$ ls ~yifei/notes/

使用 Prometheus 监控应用数据

Posted on:2020-07-29 11:46

Last modified:2022-10-03 07:06

Prometheus 是使用 Go 语言开发的一个监控工具和时序数据库，它的实现参考了 Borgmon。监控系统大体来说分两种模式，push 和 pull。push 模式指应用程序主动把监控数据推送到监控服务， pull 模式是监控服务来主动拉取应用的数据。Prometheus 采用的是 Pull 模式。

对于自己编写的应用，可以使用 prometheus 的 sdk 来主动提供 metrics，对于开源的软件，可以使用对应的 exporter.

Prometheus 架构：

Prometheus Architecture

Prometheus 的指标类型

Prometheus 常用有四种类型：计数器/counter, 刻度/gauge, 直方图/histogram, 摘要/summary.

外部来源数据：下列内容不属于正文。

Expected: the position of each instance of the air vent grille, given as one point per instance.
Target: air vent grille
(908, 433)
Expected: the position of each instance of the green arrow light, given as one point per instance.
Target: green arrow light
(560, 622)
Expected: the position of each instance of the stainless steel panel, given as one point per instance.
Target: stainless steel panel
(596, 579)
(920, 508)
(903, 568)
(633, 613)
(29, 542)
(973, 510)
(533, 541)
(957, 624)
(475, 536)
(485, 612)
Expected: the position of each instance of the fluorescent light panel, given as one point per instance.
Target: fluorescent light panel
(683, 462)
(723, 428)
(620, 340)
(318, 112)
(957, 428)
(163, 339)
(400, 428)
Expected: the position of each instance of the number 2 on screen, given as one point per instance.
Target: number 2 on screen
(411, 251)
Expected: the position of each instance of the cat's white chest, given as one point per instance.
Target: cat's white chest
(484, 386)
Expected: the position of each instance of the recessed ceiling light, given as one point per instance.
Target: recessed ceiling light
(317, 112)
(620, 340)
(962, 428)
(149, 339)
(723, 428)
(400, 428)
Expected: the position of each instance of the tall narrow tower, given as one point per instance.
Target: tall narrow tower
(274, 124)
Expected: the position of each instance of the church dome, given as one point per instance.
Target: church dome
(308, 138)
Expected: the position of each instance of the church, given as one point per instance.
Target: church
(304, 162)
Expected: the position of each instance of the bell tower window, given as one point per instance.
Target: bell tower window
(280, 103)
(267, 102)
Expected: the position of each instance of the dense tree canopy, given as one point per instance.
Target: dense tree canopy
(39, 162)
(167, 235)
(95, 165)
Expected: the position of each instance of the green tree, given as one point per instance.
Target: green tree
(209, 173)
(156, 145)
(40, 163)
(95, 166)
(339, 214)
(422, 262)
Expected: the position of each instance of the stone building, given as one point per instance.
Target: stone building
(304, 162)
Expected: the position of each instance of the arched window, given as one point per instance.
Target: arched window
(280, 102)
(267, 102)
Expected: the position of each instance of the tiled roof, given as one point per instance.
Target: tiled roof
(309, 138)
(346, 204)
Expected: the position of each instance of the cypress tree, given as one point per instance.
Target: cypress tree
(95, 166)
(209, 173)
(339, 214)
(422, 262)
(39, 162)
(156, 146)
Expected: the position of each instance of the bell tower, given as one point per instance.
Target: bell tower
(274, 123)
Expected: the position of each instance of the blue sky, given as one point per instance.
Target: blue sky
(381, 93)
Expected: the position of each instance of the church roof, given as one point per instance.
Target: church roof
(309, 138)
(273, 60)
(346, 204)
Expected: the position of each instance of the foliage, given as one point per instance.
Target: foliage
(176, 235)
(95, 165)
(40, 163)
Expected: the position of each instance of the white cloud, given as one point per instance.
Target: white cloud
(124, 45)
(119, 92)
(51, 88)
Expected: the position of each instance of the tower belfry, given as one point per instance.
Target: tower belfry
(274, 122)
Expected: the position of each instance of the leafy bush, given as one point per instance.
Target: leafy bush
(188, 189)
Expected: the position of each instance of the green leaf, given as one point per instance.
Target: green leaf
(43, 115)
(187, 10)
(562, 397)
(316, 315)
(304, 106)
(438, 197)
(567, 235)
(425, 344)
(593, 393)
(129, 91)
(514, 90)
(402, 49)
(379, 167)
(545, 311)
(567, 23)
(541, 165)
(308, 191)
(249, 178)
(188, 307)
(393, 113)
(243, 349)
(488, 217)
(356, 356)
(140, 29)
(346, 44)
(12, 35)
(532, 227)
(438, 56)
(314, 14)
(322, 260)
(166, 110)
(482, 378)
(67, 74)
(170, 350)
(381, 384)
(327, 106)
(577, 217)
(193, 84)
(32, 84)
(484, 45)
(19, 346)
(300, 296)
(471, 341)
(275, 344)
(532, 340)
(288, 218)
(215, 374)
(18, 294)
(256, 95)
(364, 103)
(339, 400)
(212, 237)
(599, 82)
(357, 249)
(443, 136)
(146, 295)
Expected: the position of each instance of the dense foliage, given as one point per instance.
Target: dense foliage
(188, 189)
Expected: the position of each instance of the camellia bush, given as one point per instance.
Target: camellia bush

计数器只增不减，用来记录一件事情发生了多少次，可以使用 rate(some_counter[interval]) （具体含义后面会说到）来计算某件事情的速率。Counter 类型也主要是为了 rate 而存在的，即计算速率，单纯的 Counter 意义不大，因为 Counter 一旦重置，总数就没有意义了。rate 函数会自动处理 Counter 重置的问题，Counter 的任何减少都会被视为重置。

Gauges 可以直接设定，可以增大，可以减小。Gauge 用来记录状态，比如正在进行的请求的数量，空闲内存数，温度等。对于 gauge 值，不要使用 rate, 可以使用 max_over_time 等来处理 gauge 数据。

Histogram 和 Summary 都是采样观测量，典型的如请求时间和相应的体积等等。他们记录观测到的数量和观测到的所有值，允许你计算平均值等。Histogram 实际上是一个复合值，由三部分组成，一部分是观测到的值，存在不同的 bucket 中，而 bucket 的大小则由用户指定，默认情况下是观测一个网页请求的延迟。观测的数量（也就是_count) 变量是一个 counter 类型的值，当观测值没有负数的时候，观测的和（也就是_sum) 变量也类似一个 counter。显然响应时间和响应体积都是正的。

Histogram 类型最常用的函数是 histogram_quantile，可以用来计算 P95, P99 等数据。

Histogram 在服务端计算，Summary 在客户端计算并且不能被重新计算。如果可能的话，最好使用 Histogram, 不要使用 summary. Summary 相当于客户端已经计算过的 histogram.

另外，Prometheus 支持 labels, 也就是标签，这样就可以很好地查询过滤指标，而不需要创建很多的指标了。

比如，不要创建 http_response_500_total 和 http_response_403_total 这种指标，创建一个 http_response_total 指标，然后使用不同的状态码作为标签。然后你就只需要一个指标。

输出指标到 Prometheus

这里以 Python 为例。

pip install prometheus_client

Counter

from prometheus_client import Counter

# 按照 Prometheus 的最佳实践，counter 类型的数据后缀是 _total
# Prometheus 客户端会智能处理 _total 后缀，在后台总是有 _total 后缀的
c = Counter("http_request_failures_total", "http 请求出错计数")
c.inc()  # 默认是 1
c.inc(2)  # 也可以指定数字

Counter 还有一个方便的属性，叫做 count_exceptions, 可以用作装饰器或者 with 语句中。

@c.count_exceptions()
def f():
    pass

with c.count_exceptions():
    pass

with c.count_exceptions(ValueError):
    pass

Gauge

from prometheus_client import Gauge

g = Gauge("cpu_usage", "CPU 使用率")
g.inc()
g.dec(10)
g.set(4.2)

Gauge 也有一些方便的辅助函数，比如说 track_inprogress 用来记录正在执行的数量。

 g.set_to_current_time()

 # Increment when entered, decrement when exited.
@g.track_inprogress()
def f():
  pass

with g.track_inprogress():
  pass

也可以给 gauge 设定一个回调函数来取值：

d = Gauge('data_objects', 'Number of objects')
my_dict = {}
d.set_function(lambda: len(my_dict))

Histogram

值得注意的是，histogram 默认定义的 buckets 大小是为了常见网页请求时长设计的，也就是围绕着一秒的一些数据。如果我们需要观测一些其他的值，那么需要重新定义 buckets 的大小。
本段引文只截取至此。